If you’re new to field, start with a known-distance round to get used to the target sizes (the 35cm and 50cm faces in particular), then transition to unmarked. The 3D archery skills covered in our 3D shoot beginner guide translate directly — judging distance, shooting from awkward stances, and managing nerves on a course where you can’t reset between targets.

Looking Ahead

Quiver of wooden arrows at an outdoor archery range with targets in background

The Hyundai Archery World Cup now takes a short break before Stage 3 in Antalya from June 2 to 7. Expect rematches between Türkiye and the USA on home soil for the Turks, and a serious response from Team USA after the Shanghai sweep. Korea’s recurve men under Oh Jin Hyek will have their first major outing as a unit, and India will be looking to follow up their Shanghai recurve gold with backed-up consistency rather than a one-off.

Closer to home for North American shooters, the NFAA Field League opens this week and the spring bowhunting calendar accelerates.
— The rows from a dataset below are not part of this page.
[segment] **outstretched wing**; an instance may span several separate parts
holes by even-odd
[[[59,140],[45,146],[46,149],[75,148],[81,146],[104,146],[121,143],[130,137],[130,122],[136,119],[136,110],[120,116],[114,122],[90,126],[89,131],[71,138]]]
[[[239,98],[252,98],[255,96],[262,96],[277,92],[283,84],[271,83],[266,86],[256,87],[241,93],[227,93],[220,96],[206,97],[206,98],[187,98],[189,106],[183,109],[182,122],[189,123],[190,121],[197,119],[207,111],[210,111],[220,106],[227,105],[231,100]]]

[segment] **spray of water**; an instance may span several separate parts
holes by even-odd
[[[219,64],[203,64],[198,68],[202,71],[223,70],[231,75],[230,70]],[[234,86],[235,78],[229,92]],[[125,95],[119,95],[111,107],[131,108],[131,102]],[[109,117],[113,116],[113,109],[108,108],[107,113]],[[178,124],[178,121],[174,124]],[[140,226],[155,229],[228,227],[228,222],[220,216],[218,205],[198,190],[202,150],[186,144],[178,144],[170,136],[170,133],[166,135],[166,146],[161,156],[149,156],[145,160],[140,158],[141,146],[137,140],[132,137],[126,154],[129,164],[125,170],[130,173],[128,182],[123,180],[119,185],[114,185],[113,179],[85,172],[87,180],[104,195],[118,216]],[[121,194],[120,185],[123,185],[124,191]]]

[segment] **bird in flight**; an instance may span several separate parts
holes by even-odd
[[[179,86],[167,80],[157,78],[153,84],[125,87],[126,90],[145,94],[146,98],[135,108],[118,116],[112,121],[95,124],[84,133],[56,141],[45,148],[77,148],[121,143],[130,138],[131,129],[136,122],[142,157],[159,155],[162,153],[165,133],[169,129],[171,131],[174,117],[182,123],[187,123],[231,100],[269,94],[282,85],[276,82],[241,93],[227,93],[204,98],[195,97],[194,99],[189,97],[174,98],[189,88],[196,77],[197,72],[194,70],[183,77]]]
Black bear seasons are running in much of the West, and turkey seasons remain open in several states through mid-May. If you’re hunting grizzly country, factor the Yellowstone closures and recent bear activity into your trip planning. And if you’re sitting at the bench instead of in the woods this month, it’s a good time to retune for outdoor distances — our broadhead tuning guide covers the seven fixes that get hunting arrows flying like field points.